Democracia y Cuenta del Milenio

Si la Junta Directiva de la Corporación Cuenta Reto del Milenio decide, en su reunión de hoy, cancelar definitivamente los fondos de cooperación para Nicaragua, como es inminente, será únicamente por culpa de Daniel Ortega.

Como se sabe, debido al fraude que se perpetró en las elecciones municipales de noviembre pasado, la Corporación Cuenta Reto del Milenio suspendió a principios de diciembre el desembolso de 67 millones de dólares que estaban pendientes, del programa de 175 millones destinados a financiar proyectos específicos para fortalecimiento institucional de los derechos de propiedad, fomento de los negocios rurales y desarrollo de la infraestructura vial en los departamentos occidentales de León y Chinandega.

En aquella ocasión la Corporación Cuenta Reto del Milenio advirtió que “no aprobará desembolsos para actividades que no hayan sido previamente contratadas (porque) las condiciones políticas antes, durante y después de las elecciones (municipales del 9 de noviembre de 2008) no fueron consistentes con los requisitos (…) que incluyen un compromiso con políticas que promuevan la libertad política y el respeto a libertades civiles y el Estado de Derecho”. Y le hizo un llamado al gobierno de Daniel Ortega, “a desarrollar e implementar una serie de medidas inclusivas que respondan a las preocupaciones con respecto al compromiso del Gobierno para con los principios democráticos”.

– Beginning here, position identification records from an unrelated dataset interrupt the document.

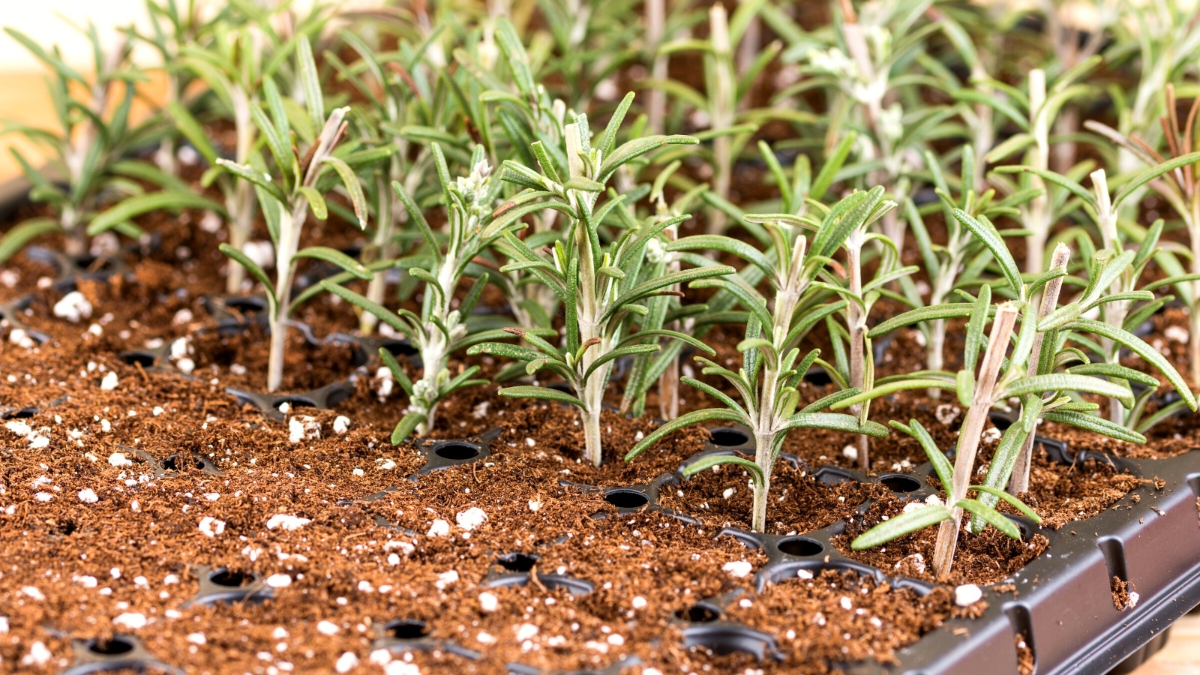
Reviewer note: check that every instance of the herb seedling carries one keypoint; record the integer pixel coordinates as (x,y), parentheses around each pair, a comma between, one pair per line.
(726,89)
(1174,179)
(442,328)
(300,177)
(88,165)
(600,287)
(772,366)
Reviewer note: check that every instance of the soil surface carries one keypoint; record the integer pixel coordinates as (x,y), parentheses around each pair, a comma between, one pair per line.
(118,495)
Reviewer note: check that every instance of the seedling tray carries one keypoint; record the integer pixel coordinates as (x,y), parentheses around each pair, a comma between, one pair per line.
(1061,604)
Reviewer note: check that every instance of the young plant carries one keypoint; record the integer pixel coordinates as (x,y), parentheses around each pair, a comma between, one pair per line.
(867,65)
(233,71)
(772,366)
(981,394)
(444,326)
(173,25)
(726,90)
(1174,178)
(1116,264)
(598,285)
(1045,370)
(927,515)
(665,311)
(299,178)
(399,102)
(958,262)
(1035,112)
(89,165)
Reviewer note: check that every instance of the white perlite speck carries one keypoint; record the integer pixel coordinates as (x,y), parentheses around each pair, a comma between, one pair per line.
(738,568)
(73,308)
(211,526)
(947,413)
(279,580)
(445,579)
(967,595)
(489,602)
(287,521)
(37,655)
(347,662)
(472,518)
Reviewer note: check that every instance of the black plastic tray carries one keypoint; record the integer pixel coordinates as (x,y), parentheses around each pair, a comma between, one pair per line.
(1063,605)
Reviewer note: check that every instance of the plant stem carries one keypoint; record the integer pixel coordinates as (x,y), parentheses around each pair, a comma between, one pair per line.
(723,112)
(669,382)
(1194,334)
(1038,216)
(589,308)
(241,201)
(1019,482)
(657,102)
(856,324)
(762,489)
(285,269)
(970,434)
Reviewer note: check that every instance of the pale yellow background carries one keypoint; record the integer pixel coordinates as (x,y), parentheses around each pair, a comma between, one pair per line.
(22,97)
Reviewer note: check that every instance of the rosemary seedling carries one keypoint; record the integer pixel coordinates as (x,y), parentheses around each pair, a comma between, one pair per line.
(600,286)
(772,366)
(444,324)
(300,178)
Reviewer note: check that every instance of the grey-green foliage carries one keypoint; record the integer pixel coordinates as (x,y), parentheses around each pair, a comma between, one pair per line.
(89,166)
(961,260)
(307,160)
(600,286)
(444,327)
(773,368)
(1063,370)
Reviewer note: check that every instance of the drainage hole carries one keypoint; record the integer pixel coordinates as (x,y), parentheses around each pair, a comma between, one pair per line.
(456,451)
(517,562)
(406,629)
(627,499)
(729,437)
(295,401)
(138,358)
(699,614)
(898,483)
(114,646)
(231,579)
(801,547)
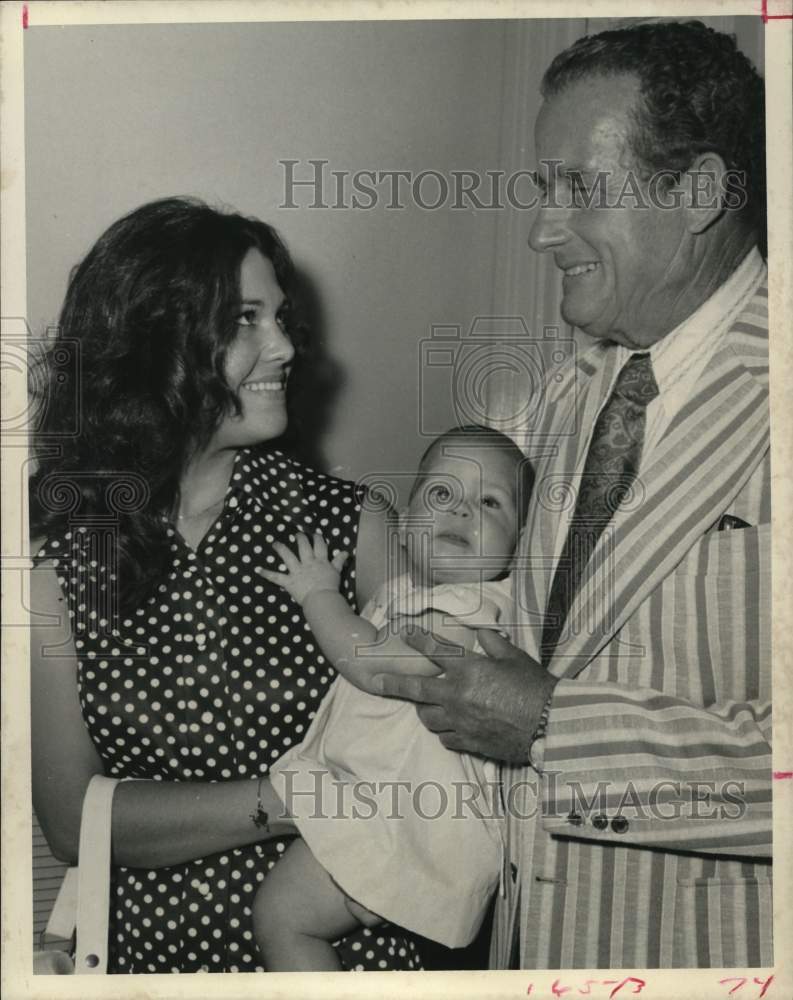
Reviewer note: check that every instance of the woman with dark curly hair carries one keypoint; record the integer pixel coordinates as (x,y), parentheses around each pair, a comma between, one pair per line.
(173,660)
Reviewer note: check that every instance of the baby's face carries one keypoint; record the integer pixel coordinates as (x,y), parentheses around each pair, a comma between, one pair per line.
(462,522)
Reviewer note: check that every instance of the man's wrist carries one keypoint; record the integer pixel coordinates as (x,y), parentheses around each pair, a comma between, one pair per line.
(536,745)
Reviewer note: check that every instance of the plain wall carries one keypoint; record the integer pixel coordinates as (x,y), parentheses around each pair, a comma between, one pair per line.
(116,116)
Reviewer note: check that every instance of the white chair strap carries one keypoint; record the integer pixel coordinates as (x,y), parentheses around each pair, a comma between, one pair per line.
(93,888)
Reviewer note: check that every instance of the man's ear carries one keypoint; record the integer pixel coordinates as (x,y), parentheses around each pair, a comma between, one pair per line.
(704,187)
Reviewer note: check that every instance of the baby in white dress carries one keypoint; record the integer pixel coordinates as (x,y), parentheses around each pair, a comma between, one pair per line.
(394,826)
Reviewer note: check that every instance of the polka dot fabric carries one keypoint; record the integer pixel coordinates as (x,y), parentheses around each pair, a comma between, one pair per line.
(214,678)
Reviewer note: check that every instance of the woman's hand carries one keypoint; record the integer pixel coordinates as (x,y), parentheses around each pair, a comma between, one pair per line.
(309,571)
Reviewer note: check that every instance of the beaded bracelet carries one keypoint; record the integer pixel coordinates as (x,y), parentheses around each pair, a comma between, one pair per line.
(542,724)
(260,815)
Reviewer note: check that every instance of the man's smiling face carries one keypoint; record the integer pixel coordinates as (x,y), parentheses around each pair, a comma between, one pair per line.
(624,266)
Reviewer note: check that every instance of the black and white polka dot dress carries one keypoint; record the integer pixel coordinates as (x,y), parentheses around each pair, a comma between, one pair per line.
(214,678)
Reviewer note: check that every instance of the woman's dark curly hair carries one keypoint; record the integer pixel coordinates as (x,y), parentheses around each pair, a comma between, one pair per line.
(699,94)
(148,318)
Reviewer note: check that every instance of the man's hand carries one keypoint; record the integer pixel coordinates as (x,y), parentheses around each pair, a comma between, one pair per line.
(489,705)
(308,571)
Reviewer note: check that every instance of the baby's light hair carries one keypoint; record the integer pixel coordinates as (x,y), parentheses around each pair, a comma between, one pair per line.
(483,436)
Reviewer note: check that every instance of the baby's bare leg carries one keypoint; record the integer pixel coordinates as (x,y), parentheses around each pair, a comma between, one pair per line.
(299,911)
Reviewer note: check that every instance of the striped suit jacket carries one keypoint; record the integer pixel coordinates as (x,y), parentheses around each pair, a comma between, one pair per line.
(646,841)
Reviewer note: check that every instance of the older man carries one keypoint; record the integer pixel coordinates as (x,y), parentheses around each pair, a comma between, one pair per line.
(638,705)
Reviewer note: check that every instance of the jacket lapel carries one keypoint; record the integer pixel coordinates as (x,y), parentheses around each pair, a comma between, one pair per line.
(703,460)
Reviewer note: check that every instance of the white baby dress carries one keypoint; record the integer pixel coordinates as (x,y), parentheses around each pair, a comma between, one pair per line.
(407,828)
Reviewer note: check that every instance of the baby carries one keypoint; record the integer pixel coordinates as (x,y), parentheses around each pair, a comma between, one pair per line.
(366,855)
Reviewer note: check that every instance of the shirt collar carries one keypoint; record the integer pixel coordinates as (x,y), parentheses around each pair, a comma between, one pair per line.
(694,340)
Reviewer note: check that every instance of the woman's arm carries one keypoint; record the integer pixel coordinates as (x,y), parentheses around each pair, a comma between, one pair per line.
(352,644)
(155,823)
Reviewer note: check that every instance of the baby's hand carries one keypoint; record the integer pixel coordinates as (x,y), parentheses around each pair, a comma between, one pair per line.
(308,571)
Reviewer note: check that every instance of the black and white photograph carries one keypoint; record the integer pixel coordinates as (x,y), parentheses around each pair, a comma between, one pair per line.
(388,488)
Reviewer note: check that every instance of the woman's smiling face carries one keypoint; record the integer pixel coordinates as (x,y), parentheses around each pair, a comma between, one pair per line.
(258,359)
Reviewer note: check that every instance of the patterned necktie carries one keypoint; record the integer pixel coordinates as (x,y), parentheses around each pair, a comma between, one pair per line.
(611,467)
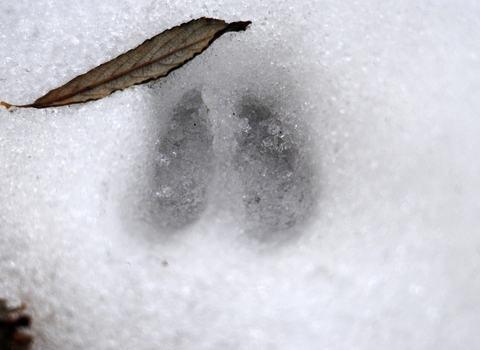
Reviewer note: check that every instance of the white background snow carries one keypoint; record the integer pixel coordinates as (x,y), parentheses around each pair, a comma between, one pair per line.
(386,99)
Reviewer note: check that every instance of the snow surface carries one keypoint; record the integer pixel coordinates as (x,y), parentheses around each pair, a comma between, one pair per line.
(114,242)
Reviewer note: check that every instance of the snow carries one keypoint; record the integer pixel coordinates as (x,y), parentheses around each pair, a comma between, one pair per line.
(115,241)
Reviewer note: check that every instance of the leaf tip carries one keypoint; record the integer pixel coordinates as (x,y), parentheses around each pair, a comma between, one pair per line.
(8,105)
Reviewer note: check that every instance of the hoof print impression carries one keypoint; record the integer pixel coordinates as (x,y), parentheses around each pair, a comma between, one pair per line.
(184,163)
(277,189)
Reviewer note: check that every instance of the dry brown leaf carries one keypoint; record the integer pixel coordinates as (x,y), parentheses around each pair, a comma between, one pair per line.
(10,322)
(153,59)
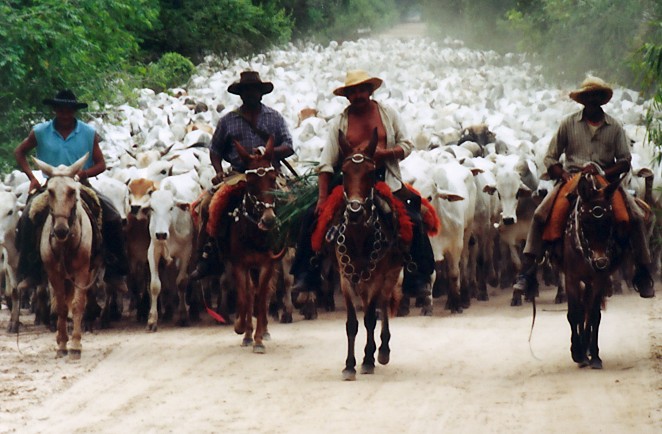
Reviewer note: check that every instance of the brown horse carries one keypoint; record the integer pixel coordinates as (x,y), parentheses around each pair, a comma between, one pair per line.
(66,251)
(591,252)
(368,255)
(250,255)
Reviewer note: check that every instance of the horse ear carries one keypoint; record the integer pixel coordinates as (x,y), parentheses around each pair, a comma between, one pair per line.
(269,148)
(372,146)
(243,154)
(46,168)
(345,147)
(610,189)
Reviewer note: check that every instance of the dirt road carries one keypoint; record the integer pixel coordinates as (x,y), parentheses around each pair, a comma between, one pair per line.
(471,373)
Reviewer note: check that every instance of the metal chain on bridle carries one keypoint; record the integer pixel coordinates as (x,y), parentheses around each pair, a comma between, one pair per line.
(380,243)
(577,230)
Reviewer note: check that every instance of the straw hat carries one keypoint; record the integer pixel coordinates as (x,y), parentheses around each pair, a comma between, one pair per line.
(354,78)
(592,85)
(250,79)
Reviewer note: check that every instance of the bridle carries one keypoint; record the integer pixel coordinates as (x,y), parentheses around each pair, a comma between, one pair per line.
(580,243)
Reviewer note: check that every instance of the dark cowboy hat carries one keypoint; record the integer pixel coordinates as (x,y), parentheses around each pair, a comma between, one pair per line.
(250,79)
(65,98)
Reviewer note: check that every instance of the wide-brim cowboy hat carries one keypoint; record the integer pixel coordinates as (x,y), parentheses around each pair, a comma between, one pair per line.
(355,78)
(65,98)
(594,86)
(250,79)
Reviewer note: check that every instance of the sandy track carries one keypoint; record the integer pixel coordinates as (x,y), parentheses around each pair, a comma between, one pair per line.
(472,372)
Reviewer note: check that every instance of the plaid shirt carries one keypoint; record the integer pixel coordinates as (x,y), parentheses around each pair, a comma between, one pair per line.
(233,127)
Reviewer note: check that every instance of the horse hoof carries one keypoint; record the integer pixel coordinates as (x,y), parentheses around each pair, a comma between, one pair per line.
(13,327)
(383,358)
(349,375)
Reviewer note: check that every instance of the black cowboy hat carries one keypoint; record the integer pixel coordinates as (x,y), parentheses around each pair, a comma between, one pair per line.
(65,98)
(250,79)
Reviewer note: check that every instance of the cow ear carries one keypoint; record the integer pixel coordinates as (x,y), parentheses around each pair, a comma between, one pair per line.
(489,189)
(523,192)
(449,196)
(243,153)
(345,147)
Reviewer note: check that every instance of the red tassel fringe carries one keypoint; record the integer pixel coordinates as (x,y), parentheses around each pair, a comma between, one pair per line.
(333,202)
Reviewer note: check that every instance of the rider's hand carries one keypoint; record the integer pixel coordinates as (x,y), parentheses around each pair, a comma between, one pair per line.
(590,170)
(566,176)
(34,185)
(217,179)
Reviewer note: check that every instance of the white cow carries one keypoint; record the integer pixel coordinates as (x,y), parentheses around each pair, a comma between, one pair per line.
(171,233)
(9,214)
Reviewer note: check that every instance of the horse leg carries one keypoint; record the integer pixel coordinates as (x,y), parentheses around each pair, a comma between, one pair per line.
(384,354)
(62,311)
(351,328)
(77,309)
(370,322)
(262,306)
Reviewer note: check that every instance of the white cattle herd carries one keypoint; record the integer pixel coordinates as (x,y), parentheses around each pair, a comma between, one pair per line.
(483,189)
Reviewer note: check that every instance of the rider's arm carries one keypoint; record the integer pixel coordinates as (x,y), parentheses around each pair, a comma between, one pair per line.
(99,162)
(21,155)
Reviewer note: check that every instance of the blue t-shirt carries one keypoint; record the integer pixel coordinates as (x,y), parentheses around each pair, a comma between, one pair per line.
(55,150)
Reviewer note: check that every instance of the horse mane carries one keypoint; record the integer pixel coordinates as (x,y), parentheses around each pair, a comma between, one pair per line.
(334,201)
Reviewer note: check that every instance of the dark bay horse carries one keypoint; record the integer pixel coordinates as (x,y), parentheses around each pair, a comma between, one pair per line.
(368,255)
(591,252)
(249,246)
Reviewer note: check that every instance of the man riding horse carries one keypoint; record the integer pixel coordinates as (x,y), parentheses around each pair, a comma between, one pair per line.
(62,141)
(251,125)
(357,122)
(593,143)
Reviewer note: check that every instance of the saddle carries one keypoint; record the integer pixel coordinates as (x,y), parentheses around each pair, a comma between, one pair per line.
(386,203)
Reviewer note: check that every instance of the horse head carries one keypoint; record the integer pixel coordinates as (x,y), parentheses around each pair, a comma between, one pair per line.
(358,169)
(260,183)
(63,195)
(595,221)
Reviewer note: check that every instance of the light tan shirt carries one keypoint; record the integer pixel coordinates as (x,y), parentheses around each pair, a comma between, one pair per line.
(396,135)
(606,146)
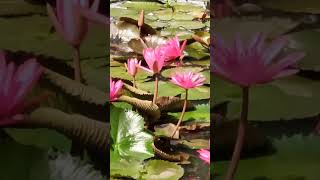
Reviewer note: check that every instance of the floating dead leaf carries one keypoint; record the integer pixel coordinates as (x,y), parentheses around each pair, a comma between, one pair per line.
(166,130)
(194,143)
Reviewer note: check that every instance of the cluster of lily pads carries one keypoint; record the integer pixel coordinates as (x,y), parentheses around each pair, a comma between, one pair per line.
(137,130)
(265,94)
(24,112)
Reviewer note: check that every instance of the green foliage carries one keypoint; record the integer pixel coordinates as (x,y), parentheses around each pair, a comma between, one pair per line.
(162,170)
(200,114)
(129,139)
(21,162)
(63,166)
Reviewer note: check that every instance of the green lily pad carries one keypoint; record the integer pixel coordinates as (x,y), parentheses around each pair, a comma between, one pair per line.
(162,170)
(200,114)
(119,12)
(142,5)
(180,32)
(195,143)
(285,164)
(123,167)
(129,139)
(165,88)
(42,138)
(23,162)
(187,24)
(19,8)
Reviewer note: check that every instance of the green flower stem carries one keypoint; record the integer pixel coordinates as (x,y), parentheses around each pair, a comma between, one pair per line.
(182,113)
(156,84)
(241,135)
(76,149)
(76,63)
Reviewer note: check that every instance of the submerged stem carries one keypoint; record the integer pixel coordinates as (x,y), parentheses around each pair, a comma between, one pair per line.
(134,82)
(76,62)
(76,148)
(156,83)
(182,113)
(241,135)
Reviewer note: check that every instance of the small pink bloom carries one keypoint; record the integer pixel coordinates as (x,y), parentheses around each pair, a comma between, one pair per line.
(70,19)
(115,88)
(172,49)
(253,63)
(204,155)
(188,80)
(132,66)
(16,83)
(154,58)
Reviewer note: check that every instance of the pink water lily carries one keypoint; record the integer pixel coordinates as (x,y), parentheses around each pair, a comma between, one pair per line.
(154,58)
(188,80)
(132,66)
(115,88)
(204,155)
(253,63)
(70,19)
(16,83)
(173,49)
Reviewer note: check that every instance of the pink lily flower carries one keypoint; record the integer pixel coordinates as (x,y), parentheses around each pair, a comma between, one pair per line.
(173,50)
(16,83)
(188,80)
(155,59)
(204,155)
(69,19)
(253,63)
(115,88)
(131,66)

La Corporación Cuenta Reto del Milenio informó en aquella ocasión, que estaría pendiente de la respuesta del Gobierno de Nicaragua para determinar acciones subsecuentes en la siguiente reunión trimestral, en marzo de este año. Pero la respuesta, arrogante, de Daniel Ortega, fue que el fraude no sería revertido, ni siquiera discutido, y que Estados Unidos podía llevarse su cooperación de la Cuenta Reto del Milenio porque, para reponerla con creces, contaba con el apoyo económico del presidente venezolano Hugo Chávez.

De manera que en marzo de este año la Corporación Cuenta Reto del Milenio pudo constatar —según lo señaló en el comunicado correspondiente— que el Gobierno de Nicaragua no había hecho nada “para aclarar alegatos creíbles de que hubo fraude durante las elecciones municipales de noviembre de 2008 y que demostrara un compromiso claro con los principios democráticos mediante la toma de pasos concretos para restaurar la legitimidad y transparencia del proceso electoral nicaragüense”.

En consecuencia, ahora que la Junta Directiva de la Corporación Cuenta Reto del Milenio va a tomar una resolución definitiva sobre Nicaragua, lo único que se puede esperar es que cancele el programa y que se pierdan los 67 millones de dólares que quedaron pendientes de desembolso, así como centenares de millones más que se hubieran podido obtener después, si Ortega respetara los principios, valores e instituciones de la libertad y la democracia.

Según Daniel Ortega, Estados Unidos no puede imponer a Nicaragua condiciones políticas de ninguna clase. Pero no se trata de imponer nada a nadie. Es que ningún gobernante se puede encubrir con la soberanía nacional, para atropellar la democracia y todavía esperar el premio de la cooperación económica externa. El gobernante que quiera recibir la ayuda internacional debe cumplir los requisitos previamente establecidos, de gobernabilidad democrática y respeto al Estado de Derecho.

En este sentido, el presidente estadounidense Barack Obama dijo en su discurso de El Cairo el 4 de junio corriente, que: “Ninguna nación puede ni debe imponer un sistema de gobierno a otra nación… Estados Unidos no pretende saber lo que es mejor para todos, así como no pretenderíamos determinar el resultado de elecciones pacíficas. Pero (…) todas las personas anhelan (…) la posibilidad de expresarse libremente y tener voz y voto en la forma de gobierno; la confianza en el Estado de Derecho e imparcialidad de la justicia; un gobierno transparente que no le robe a su gente; la libertad de vivir según escoja cada uno. Éstas no son sólo ideas estadounidenses, son derechos humanos, y es por eso que nosotros los apoyaremos en todas partes”. Y por supuesto que es de elemental coherencia ética y política, no dar ni un centavo a los gobernantes que atropellan las instituciones democráticas y se roban hasta el voto de sus ciudadanos. Cooperar con ellos sería simple y sencillamente convertirse en sus cómplices.